How about you? Are there any crafts you do to help with writing? And how long do you leave stories to mature?

(NB: The image I used for this post is actually one of my own - it's a spinning wheel I found on a staircase at Chillingham Castle, Northumberland)

Sunday 7 February 2010


On 5 February, I wrote an entry about the power of books, inspired by The Book of Eli. Today I want to write about something else, inspired by the same film - the post-apocalyptic trend in fiction.

Back on 21 January, I wrote an entry about The Road. Films often reflect the world or society that produces them, which is what makes film studies such a natural companion to social history. Horror in particular often gives greater clues to the state of a nation's mindset than any other genre, casting that society's villains as the celluloid boogeymen. Therefore it's hardly surprising, in this rapidly disintegrating world, that we'd have two films within days of each other set in post-apocalyptic versions of America.

In both cases, our protagonists have the goals of travelling from one point to another, and the journey itself because almost as important as the destination. Indeed, in both films, a far greater portion of the running time is devoted to the journey than it is to backstory, or the destination itself. Think of it as a sort of 'It's not where you're going, it's how you get there that counts' kind of idea.
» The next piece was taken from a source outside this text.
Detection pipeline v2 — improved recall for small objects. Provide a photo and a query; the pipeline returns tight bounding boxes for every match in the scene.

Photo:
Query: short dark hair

Both visions of this future have their similarities and differences, but they got me thinking about the different kinds of post-apocalyptic worlds.

  • Apocalyptic plague - Zombieland, and other films of a similar ilk, showed us a world overrun by the living dead. The apocalypse has been a bloody one, as zombies feast on humans, and humans have to use their few remaining wits to stay alive. Even I Am Legend dips a toe into this territory.
  • Man's basest nature takes over - Mad Max went for the lawless future where whoever owns the fuel holds the upper hand. The Book of Eli strays close to this territory, although water becomes the rare commodity, and the owner of the water gets the power. All pretence to civilisation falls away in a race for the survival of the fittest. Darwin is apparently proved right.
  • It's the end of the world as we know it - The Road or The Quiet Earth show us an empty, desolate world, with protagonists struggling to maintain their humanity as the things that humans take for granted wither away. Cue sweeping shots of barren landscapes, or empty cities. The Book of Eli would also fall into this category.

There is some truly remarkable post-apocalyptic fiction being produced at the moment, both on screen and on paper. Stephen King's The Stand is one of the best epics, dealing with the world reeling from the aftermath of a viral epidemic, while Max Brooks' World War Z gives us multiple accounts of a zombie apocalypse, told by the survivors. Even the young adult category is getting its own apocalypse survival story, if you consider Twenty Years Later, the forthcoming work by promising new writer, Emma Newman.

Thing is, I have to admit, I'm less interested in what happens after the apocalypse - I want to know about the apocalypse itself. How did it happen? Was it man-made, or divine retribution? Or simply an accident, a quirk of nature? It's not often you get to write Armageddon, but I certainly enjoyed doing so when I wrote Checkmate!

What do you prefer? The apocalypse, or what comes after?